# Windows Zurücksetzen



## Pitufo__16 (3. Juli 2018)

*Windows Zurücksetzen*

Hallo!

Ich habe mir einen neuen PC zusammengestellt und möchte gerne Windows zurücksetzen (alles neu, inkl. Treiber. Wie wenn man es neu kaufen würde). Wie kann man das am Besten machen? Windows zurücksetzen, neu installieren und dann  SSD wechseln oder zuerst in neuen PC und zurücksetzen (neu installieren) . Was macht mehr Sinn?


----------



## evilgrin68 (3. Juli 2018)

*AW: Windows Zurücksetzen*

Wenn du einen neuen Rechner hast/bekommst, installierst du einfach Windows neu. Bei entsprechendem Hardwarewechsel, insbesondere Motherboard, musst du dann Windows 10 neu registrieren (in der Annahme das sich deine Anfrage auf W10 bezieht). Das "Zurücksetzen" kannst du dir sparen.
Datensicherung vorher aber nicht vergessen  Aktuelle Treiber deiner neuen Hardware, schon vorher aus dem Internet holen. Die beiliegende CD/DVD beinhaltet in der Regel veraltete Treiber.


----------



## Incredible Alk (3. Juli 2018)

*AW: Windows Zurücksetzen*

Es gibt eine Funktion von Windows (10) die letzteres angeblich auf "Neuzustand" zurücksetzt. Blöd dabei: Es ist nicht vollständig zurückgesetzt (meine alten/kaputtemn Profildaten waren nach wie vor da) und es dauert genauso lange wie eine Neuinstallation.
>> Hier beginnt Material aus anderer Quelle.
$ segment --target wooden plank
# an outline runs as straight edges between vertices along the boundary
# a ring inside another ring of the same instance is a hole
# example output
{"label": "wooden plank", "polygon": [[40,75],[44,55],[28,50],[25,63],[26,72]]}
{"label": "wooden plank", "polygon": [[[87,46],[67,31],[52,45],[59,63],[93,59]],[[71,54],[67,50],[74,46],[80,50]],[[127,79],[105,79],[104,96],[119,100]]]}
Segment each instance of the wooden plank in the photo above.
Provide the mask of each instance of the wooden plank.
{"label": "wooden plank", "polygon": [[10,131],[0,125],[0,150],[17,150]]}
Daher machs ganz simpel - erstelle dir mit dem MediaCreationTool von Microsoft einen Bootstick mit Win10 drauf. Boote von diesem, installiere Win10 neu auf deiner SSD (ggf. im Setup Partition(en) löschen und neu erstellen) und das wars. Eine vernünftige Internetleitung vorausgesetzt (zum laden des Images) solltest du in einer halben Stunde komplett fertig sein.


----------



## Pitufo__16 (3. Juli 2018)

*AW: Windows Zurücksetzen*



evilgrin68 schrieb:


> Wenn du einen neuen Rechner hast/bekommst, installierst du einfach Windows neu. Bei entsprechendem Hardwarewechsel, insbesondere Motherboard, musst du dann Windows 10 neu registrieren (in der Annahme das sich deine Anfrage auf W10 bezieht). Das "Zurücksetzen" kannst du dir sparen.
> Datensicherung vorher aber nicht vergessen  Aktuelle Treiber deiner neuen Hardware, schon vorher aus dem Internet holen. Die beiliegende CD/DVD beinhaltet in der Regel veraltete Treiber.
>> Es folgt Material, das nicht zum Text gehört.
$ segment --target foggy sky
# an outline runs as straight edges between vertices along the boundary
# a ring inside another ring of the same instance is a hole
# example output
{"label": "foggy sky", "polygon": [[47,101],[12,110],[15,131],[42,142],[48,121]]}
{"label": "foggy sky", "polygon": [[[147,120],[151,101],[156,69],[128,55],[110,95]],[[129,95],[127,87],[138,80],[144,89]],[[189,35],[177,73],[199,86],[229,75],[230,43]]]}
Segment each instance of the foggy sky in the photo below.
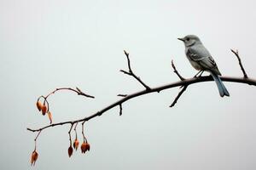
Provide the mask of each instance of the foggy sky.
{"label": "foggy sky", "polygon": [[[70,92],[49,99],[54,122],[90,116],[143,89],[119,72],[131,66],[148,86],[196,71],[177,37],[197,35],[224,76],[256,77],[255,1],[0,1],[1,169],[29,169],[37,128],[49,124],[36,100],[55,88],[79,87],[96,99]],[[207,75],[205,73],[204,75]],[[85,123],[90,151],[69,158],[69,126],[43,131],[34,169],[253,170],[256,168],[255,87],[213,82],[141,96]],[[80,126],[79,139],[82,140]],[[73,133],[74,138],[74,133]]]}

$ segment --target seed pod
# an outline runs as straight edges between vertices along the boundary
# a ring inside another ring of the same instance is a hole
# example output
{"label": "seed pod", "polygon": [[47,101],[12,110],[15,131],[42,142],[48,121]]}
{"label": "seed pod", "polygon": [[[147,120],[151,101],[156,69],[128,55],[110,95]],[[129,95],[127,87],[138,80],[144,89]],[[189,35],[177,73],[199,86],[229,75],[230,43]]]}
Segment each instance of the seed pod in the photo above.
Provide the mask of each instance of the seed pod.
{"label": "seed pod", "polygon": [[73,148],[72,146],[70,145],[68,150],[67,150],[67,153],[68,153],[68,156],[70,157],[73,154]]}
{"label": "seed pod", "polygon": [[43,105],[41,104],[41,102],[40,102],[40,101],[38,101],[38,102],[37,102],[37,107],[38,107],[38,109],[39,111],[41,111],[42,106],[43,106]]}
{"label": "seed pod", "polygon": [[47,107],[46,107],[46,105],[44,105],[42,106],[42,114],[44,116],[46,111],[47,111]]}

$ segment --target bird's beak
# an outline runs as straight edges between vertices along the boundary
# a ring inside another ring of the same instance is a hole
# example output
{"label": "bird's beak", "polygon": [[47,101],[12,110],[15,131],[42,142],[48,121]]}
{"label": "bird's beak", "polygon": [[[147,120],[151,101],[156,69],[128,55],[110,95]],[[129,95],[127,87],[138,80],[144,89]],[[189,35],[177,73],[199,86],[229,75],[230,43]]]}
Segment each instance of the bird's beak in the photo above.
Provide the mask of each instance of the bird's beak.
{"label": "bird's beak", "polygon": [[183,41],[183,42],[185,41],[184,38],[182,38],[182,37],[178,37],[177,39],[180,40],[180,41]]}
Brauch ich dafür nicht einen neuen Windows Key?


----------



## Pitufo__16 (3. Juli 2018)

*AW: Windows Zurücksetzen*



Incredible Alk schrieb:


> Es gibt eine Funktion von Windows (10) die letzteres angeblich auf "Neuzustand" zurücksetzt. Blöd dabei: Es ist nicht vollständig zurückgesetzt (meine alten/kaputtemn Profildaten waren nach wie vor da) und es dauert genauso lange wie eine Neuinstallation.
> 
> Daher machs ganz simpel - erstelle dir mit dem MediaCreationTool von Microsoft einen Bootstick mit Win10 drauf. Boote von diesem, installiere Win10 neu auf deiner SSD (ggf. im Setup Partition(en) löschen und neu erstellen) und das wars. Eine vernünftige Internetleitung vorausgesetzt (zum laden des Images) solltest du in einer halben Stunde komplett fertig sein.



Selbe Frage... Brauche ich nicht einen Windows Key? Macht es nicht sinn die SSD zu formatieren bevor ich die neu Installation mache?


----------



## evilgrin68 (3. Juli 2018)

*AW: Windows Zurücksetzen*

Hast du eine W10 Vollversion derzeit? Upgrade von Windows 7? Du darfst ruhig mehr Infos geben... Danke.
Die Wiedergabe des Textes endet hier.